Spanish scientists are growing hydroponic hops to help “save” climate-threatened beer

Spanish scientists are growing hydroponic hops to help “save” climate-threatened beer

Spanish scientists are growing hydroponic hops to help “save” climate-threatened beer

“Saving the World’s Beer” sounds like the kind of mission you might dream up for yourself when you’re already down a few pints, imagining the glory of the craft empire.

But for Ines Sagrario, CEO and co-founder of the Spanish start-up Ekonoke, this ambition is based on a sobering reality.

Hops are one of many crops that suffer under the burn of climate change. The plant that produces the bitter flowers used in beer is known for its “Goldilocks” demands: long summer days and mild temperatures.

Hallertau in Germany, the Czech Republic and the northwestern United States, for example, have traditionally provided the temperate climates hops need to thrive.

Our mission is to save the world’s beer.

But research shows more frequent Drought and global warming plagues are reducing both yields and quality – a growing problem for the brewing industry.

According to growers associations, U.S. production fell 12% year-on-year in 2022, while German production fell 21% and Czech yields declined by more than 40% due to abnormally hot and dry growing conditions.

SpainEkonoke di is looking for a solution by growing water-intensive vines indoors through renewable energy sources hydroponic systems that use nearly 95% less water than traditional open-air agriculture.

How do hydroponic hops grow?

In warehouses outside Madrid, hop vines grow under LED lights and under close surveillance.

Ekonoke’s small team of agronomists, chemists and biotechnologists tinker with different combinations of light and fertigation — the mixing of fertilizers and water — at the test facility. They’re looking for the “secret sauce” that best fits each variety.

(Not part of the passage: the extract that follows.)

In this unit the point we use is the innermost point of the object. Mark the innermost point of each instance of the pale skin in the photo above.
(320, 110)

The ultimate goal is to maximize the production of alpha acids and essential oils that impart the bitter and fruity aromas so prized by the craft beer passionate.


Ana Saez, Chief Operations Officer of Ekonoke checks the hop plantation, in Alcobendas, Spain, March 2023. – JUAN MEDINA/REUTERS

Dozens of sensors attached to the leaves, roots and stems of tall vines measure everything from humidity to CO2 levels. While changing wavelengths of LED lights give the repurposed warehouses a nightclub-like feel.

“These hops have never seen the light of the sun, only our light show,” says Javier Ramiro, co-scientific director of Ekonoke.

Strict hygiene measures such as protective clothing for staff ensure that the space remains pest-free, taking the pesticides which traditional agriculture often depends out of the equation.

Closing the circle from plants to brewers

To fund its research and expansion plans, Ekonoke has partnered with the Hijos de Rivera group, creators of the popular Estrella Galicia brand. The company has developed a limited-edition IPA using Ekonoke hops that are already on tap at a bar in Madrid’s trendy Chueca neighborhood.

Their next step is to scale up production to three halls with up to 400 plants each from the current several dozen in a 1,200 square meter pilot facility in northwestern Galicia.

There, they plan to test automated post-harvest processes.


A waitress pours a beer made with hops grown by Ekonoke in Madrid, March 2023. – JUAN MEDINA/REUTERS

Sagrario explains that in the future, indoor plantings could ideally be set up next to brewers, serving as a carbon sink reusing the CO2 emitted during fermentation to accelerate plant photosynthesis.

Growers could also use the residual filtered water left over from production.

What are the barriers to indoor brewing?

The challenge for “very promising” businesses like Ekonoke is whether they can grow and sell premium hops that can compete with over 1,000 years of history in a sometimes conservative industry with conservative consumers.

That’s according to Willy Buholzer, director for global hop sourcing at industry giant Anheuser Busch inBev (ABI), who backed the startup as part of his sustainability acceleration program.

“You shouldn’t underestimate the traditional [outdoor] hop growers. They always come up with new ideas,” he says.

The obvious challenge indoors agriculture faces, he adds, is its high energy cost.

But Bulholzer is optimistic that soaring energy prices will normalize, while the added value of a secure supply of specialty varieties and more frequent harvests, resulting in higher yields per acre, could make indoor farming price-competitive.

“Demand from breweries is pretty inelastic; you can’t make beer without hops, and they don’t want to make less,” says Sagrario.

Ekonoke’s ultimate goal, he adds, is to create indoor plantations around the world. “This can be grown anywhere: Madrid, Sevastopol or Timbuktu.”